- French: L'Affaire Coffin
- Directed by: Jean-Claude Labrecque
- Written by: Jean-Claude Labrecque Jacques Benoit Jacques Hébert
- Produced by: Robert Ménard
- Starring: August Schellenberg Gabriel Arcand Micheline Lanctôt Roger Lebel
- Cinematography: Pierre Mignot
- Edited by: André Corriveau
- Music by: Anne Lauber
- Release date: September 10, 1980;
- Running time: 107 minutes
- Country: Canada
- Language: French

= The Coffin Affair =

The Coffin Affair (L'Affaire Coffin) is a Canadian drama film from Quebec, released in 1980. Directed by Jean-Claude Labrecque, the film is a dramatization of the Coffin affair of 1953.

The film stars August Schellenberg as Wilbert Coffin. The cast also includes Gabriel Arcand, Micheline Lanctôt, Roger Lebel, Aubert Pallascio, Yvon Dufour and Raymond Cloutier.

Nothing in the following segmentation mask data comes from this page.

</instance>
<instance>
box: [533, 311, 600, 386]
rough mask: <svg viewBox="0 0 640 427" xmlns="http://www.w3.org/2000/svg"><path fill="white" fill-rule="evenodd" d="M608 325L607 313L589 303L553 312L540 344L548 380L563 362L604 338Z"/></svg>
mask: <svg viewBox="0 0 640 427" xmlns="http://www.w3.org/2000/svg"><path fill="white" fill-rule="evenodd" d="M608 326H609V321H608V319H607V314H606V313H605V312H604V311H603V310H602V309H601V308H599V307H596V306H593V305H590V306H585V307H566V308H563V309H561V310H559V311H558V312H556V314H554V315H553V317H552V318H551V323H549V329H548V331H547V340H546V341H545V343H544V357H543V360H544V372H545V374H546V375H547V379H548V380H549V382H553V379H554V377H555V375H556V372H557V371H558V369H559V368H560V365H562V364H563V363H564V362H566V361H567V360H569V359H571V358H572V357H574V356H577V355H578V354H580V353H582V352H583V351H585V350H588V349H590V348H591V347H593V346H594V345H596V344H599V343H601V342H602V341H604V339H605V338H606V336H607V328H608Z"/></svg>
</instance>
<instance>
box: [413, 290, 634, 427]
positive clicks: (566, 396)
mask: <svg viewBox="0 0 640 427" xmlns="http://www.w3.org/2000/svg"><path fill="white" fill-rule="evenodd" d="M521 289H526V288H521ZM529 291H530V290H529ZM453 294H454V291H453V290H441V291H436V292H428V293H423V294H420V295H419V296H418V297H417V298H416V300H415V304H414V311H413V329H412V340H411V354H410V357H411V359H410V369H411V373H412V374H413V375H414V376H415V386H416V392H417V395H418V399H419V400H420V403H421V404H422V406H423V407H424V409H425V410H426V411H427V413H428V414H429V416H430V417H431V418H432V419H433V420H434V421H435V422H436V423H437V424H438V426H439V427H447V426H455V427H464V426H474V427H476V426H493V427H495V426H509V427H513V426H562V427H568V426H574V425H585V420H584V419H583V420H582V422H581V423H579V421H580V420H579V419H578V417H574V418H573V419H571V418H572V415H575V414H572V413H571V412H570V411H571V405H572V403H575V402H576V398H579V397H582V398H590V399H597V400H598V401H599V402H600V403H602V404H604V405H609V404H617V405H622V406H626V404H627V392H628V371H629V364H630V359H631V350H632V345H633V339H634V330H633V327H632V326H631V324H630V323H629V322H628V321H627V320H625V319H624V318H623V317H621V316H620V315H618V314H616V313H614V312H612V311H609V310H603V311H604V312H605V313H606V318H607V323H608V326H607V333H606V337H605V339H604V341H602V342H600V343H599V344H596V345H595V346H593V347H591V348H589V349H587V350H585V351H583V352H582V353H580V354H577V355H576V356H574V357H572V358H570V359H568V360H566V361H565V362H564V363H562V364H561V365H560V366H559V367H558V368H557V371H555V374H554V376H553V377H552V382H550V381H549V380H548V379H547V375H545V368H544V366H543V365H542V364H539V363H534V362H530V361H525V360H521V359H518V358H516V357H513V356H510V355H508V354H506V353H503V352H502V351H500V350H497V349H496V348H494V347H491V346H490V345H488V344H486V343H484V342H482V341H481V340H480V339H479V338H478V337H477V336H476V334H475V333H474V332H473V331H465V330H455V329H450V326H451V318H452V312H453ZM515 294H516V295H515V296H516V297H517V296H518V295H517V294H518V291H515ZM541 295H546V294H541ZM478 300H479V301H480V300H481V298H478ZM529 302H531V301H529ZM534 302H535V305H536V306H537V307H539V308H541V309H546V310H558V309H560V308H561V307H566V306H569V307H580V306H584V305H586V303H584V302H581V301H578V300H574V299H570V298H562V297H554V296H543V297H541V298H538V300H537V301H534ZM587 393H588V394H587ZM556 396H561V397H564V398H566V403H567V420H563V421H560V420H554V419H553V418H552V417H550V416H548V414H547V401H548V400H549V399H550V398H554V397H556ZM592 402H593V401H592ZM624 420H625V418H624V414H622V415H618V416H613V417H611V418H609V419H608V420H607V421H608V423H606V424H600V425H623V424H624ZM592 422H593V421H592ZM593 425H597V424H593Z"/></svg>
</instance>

The film reignited the controversy over Coffin's conviction and execution. Jules Deschênes, the Quebec Superior Court judge who had presided over the 1964 inquiry into Coffin's conviction, publicly claimed that the filmmakers "twisted the facts to accommodate their personal convictions and thus present a slanderous portrait of the judicial system to the viewing public"; Jacques Hébert, the journalist who had initiated the original controversy with his 1963 book J'accuse les assassins de Coffin and had been a consultant on the film, responded with an open letter in La Presse in response to Deschênes' allegations.

==Critical response==
The film received mostly favourable reviews, although Jay Scott criticized the English-language dubbing, saying that it sounded like it had been dubbed by news announcers: "August Schellenberg appears to give an extraordinary performance as the condemned Wilbert Coffin, but the quality of the film over all, thanks to disembodied Esperanto voices reading the script as if it were a speech by Ed Schreyer, is anyone's guess."

==Awards==
The film garnered four Genie Award nominations at the 2nd Genie Awards in 1981:
- Best Actor: August Schellenberg
- Best Supporting Actress: Micheline Lanctôt
- Best Director: Jean-Claude Labrecque
- Best Original Screenplay: Jean-Claude Labrecque and Jacques Benoit.